The vector is $ \frac{1}{\sqrt{2}} $ times the unit vector $ \frac{\mathbf{i} - \mathbf{j} - \mathbf{k}}{\sqrt{3}} $.

1Step 1: Identify the Given Vector

We start by identifying the given vector in the problem, which is: $ \frac{1}{\sqrt{6}} \mathbf{i} - \frac{1}{\sqrt{6}} \mathbf{j} - \frac{1}{\sqrt{6}} \mathbf{k} $. The vector components are $ \frac{1}{\sqrt{6}} $ for each of $ \mathbf{i}, \mathbf{j}, $ and $ \mathbf{k} $.

2Step 2: Find the Length of the Vector

The length (or magnitude) of a vector $ \mathbf{v} = a \mathbf{i} + b \mathbf{j} + c \mathbf{k} $ is given by $ \| \mathbf{v} \| = \sqrt{a^2 + b^2 + c^2} $. Substituting the components $ a = \frac{1}{\sqrt{6}}, b = -\frac{1}{\sqrt{6}}, c = -\frac{1}{\sqrt{6}} $, we have:\[ \| \mathbf{v} \| = \sqrt{\left(\frac{1}{\sqrt{6}}\right)^2 + \left(-\frac{1}{\sqrt{6}}\right)^2 + \left(-\frac{1}{\sqrt{6}}\right)^2} \]\[ = \sqrt{\frac{1}{6} + \frac{1}{6} + \frac{1}{6}} = \sqrt{\frac{3}{6}} = \sqrt{\frac{1}{2}} = \frac{1}{\sqrt{2}} \].

3Step 3: Determine the Direction as a Unit Vector

The direction of a vector is represented as a unit vector, which has a length of 1. To find the unit vector in the direction of the given vector, divide each component by the magnitude:\[ \mathbf{u} = \left(\frac{1}{\frac{1}{\sqrt{2}}}\right) \left(\frac{1}{\sqrt{6}} \mathbf{i} - \frac{1}{\sqrt{6}} \mathbf{j} - \frac{1}{\sqrt{6}} \mathbf{k}\right) \].Calculating each component:\[ \mathbf{u} = \sqrt{2} \cdot \left(\frac{1}{\sqrt{6}} \mathbf{i} - \frac{1}{\sqrt{6}} \mathbf{j} - \frac{1}{\sqrt{6}} \mathbf{k}\right) \].

4Step 4: Express the Vector as Length and Direction Product

Now, express the original vector as the product of its length and direction:\[ \mathbf{v} = \frac{1}{\sqrt{2}} \cdot \left( \frac{\sqrt{2}}{\sqrt{6}} \mathbf{i} - \frac{\sqrt{2}}{\sqrt{6}} \mathbf{j} - \frac{\sqrt{2}}{\sqrt{6}} \mathbf{k} \right) \]. The expression simplifies to:\[ \mathbf{v} = \frac{1}{\sqrt{2}} \cdot \frac{\mathbf{i} - \mathbf{j} - \mathbf{k}}{\sqrt{3}} \], which represents the vector as a product of its length $ \frac{1}{\sqrt{2}} $ and its direction vector $ \frac{\mathbf{i} - \mathbf{j} - \mathbf{k}}{\sqrt{3}} $.

Key Concepts

Magnitude of a VectorUnit VectorVector Components

Magnitude of a Vector

Understanding the magnitude of a vector is crucial in vector mathematics.
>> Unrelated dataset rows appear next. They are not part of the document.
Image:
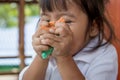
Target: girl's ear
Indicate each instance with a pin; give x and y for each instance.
(94, 30)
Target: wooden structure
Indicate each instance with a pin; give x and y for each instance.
(21, 5)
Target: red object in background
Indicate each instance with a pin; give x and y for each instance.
(114, 13)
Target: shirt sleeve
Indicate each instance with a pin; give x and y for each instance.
(47, 76)
(105, 67)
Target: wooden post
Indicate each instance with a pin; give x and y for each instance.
(21, 33)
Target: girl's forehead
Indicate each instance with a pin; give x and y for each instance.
(51, 5)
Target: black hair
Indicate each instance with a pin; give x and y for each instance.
(94, 9)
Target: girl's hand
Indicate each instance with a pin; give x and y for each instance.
(60, 38)
(37, 39)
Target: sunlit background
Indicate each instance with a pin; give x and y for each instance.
(10, 59)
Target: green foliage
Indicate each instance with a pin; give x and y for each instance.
(9, 14)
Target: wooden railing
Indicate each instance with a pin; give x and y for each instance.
(21, 4)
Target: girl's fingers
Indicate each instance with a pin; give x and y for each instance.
(62, 29)
(40, 48)
(51, 36)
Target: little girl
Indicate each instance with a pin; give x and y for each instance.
(82, 50)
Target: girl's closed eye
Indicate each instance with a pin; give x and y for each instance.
(45, 18)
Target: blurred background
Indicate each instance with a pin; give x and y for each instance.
(18, 20)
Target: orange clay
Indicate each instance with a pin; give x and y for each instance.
(52, 24)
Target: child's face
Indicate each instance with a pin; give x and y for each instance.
(77, 21)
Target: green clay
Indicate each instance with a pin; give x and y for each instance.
(46, 53)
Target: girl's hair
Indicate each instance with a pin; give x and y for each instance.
(94, 9)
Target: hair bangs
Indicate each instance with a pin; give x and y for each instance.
(51, 5)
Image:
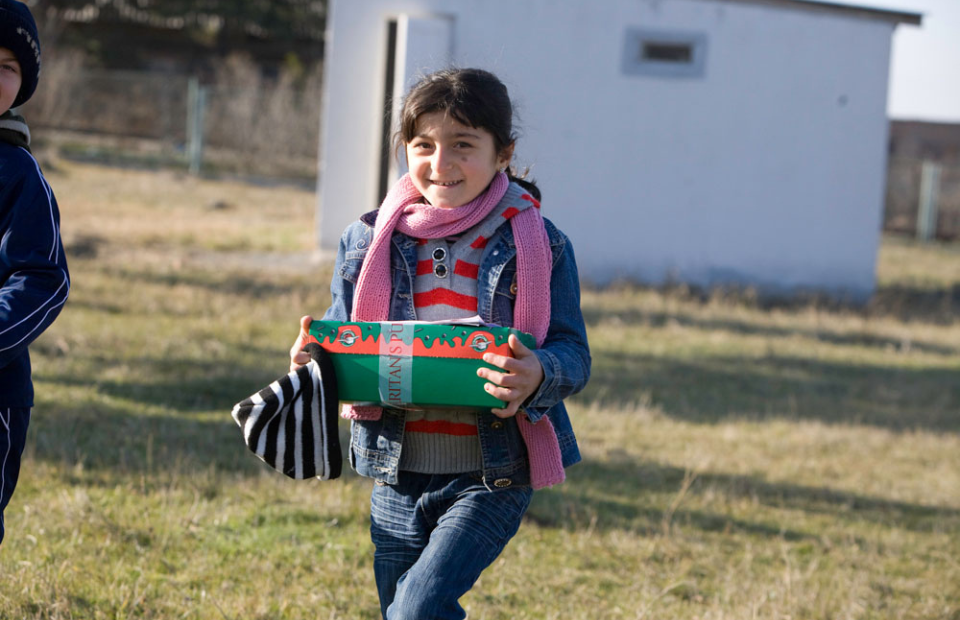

It's essentially the vector's length, providing a measure of how long the vector is in space. The formula used to determine the magnitude of a vector $ \mathbf{v} = a \mathbf{i} + b \mathbf{j} + c \mathbf{k} $ is $ \| \mathbf{v} \| = \sqrt{a^2 + b^2 + c^2} $.

This equation comes from the Pythagorean theorem which applies to the multi-dimensional space of vectors. It adds the squares of the components, takes their square root, and yields a positive scalar value. In our example, plugging in $ a = \frac{1}{\sqrt{6}}, b = -\frac{1}{\sqrt{6}}, $ and $ c = -\frac{1}{\sqrt{6}} $, we find:

Magnitude $ \| \mathbf{v} \| = \sqrt{\frac{1}{6} + \frac{1}{6} + \frac{1}{6}} = \sqrt{\frac{1}{2}} = \frac{1}{\sqrt{2}} $.

This result tells us the vector's true length, whether in two-dimensional or three-dimensional space.

Unit Vector

A unit vector has a magnitude of exactly 1. These vectors are crucial for determining direction without adding any additional length. The process to derive a unit vector from an arbitrary vector involves dividing each component of the original vector by the vector's magnitude.

In our exercise, given the magnitude $ \frac{1}{\sqrt{2}} $, the corresponding unit vector $ \mathbf{u} $ is calculated as follows:

$ \mathbf{u} = \sqrt{2} \left( \frac{1}{\sqrt{6}} \mathbf{i} - \frac{1}{\sqrt{6}} \mathbf{j} - \frac{1}{\sqrt{6}} \mathbf{k} \right) $.

The resulting unit vector indicates directionality with all components maintaining their relative proportions but summed to a magnitude of one.

Vector Components

Vector components represent the projection of a vector along the axes of the coordinate system. They are the building blocks of a vector, giving the complete picture of its influence in each dimension. In three-dimensional space, this typically involves $ \mathbf{i} $, $ \mathbf{j} $, and $ \mathbf{k} $ unit vectors.

For the exercise at hand, our vector components are $ \frac{1}{\sqrt{6}} $ in both positive and negative directions:

Component along $ \mathbf{i} $: $ \frac{1}{\sqrt{6}} $
Component along $ \mathbf{j} $: $ -\frac{1}{\sqrt{6}} $
Component along $ \mathbf{k} $: $ -\frac{1}{\sqrt{6}} $

These values define the vector's spatial placement and its influence along the x, y, and z directions respectively. Understanding each component provides insight into how the vector behaves in space, allowing us to reconstruct or decompose it, as needed for further analysis.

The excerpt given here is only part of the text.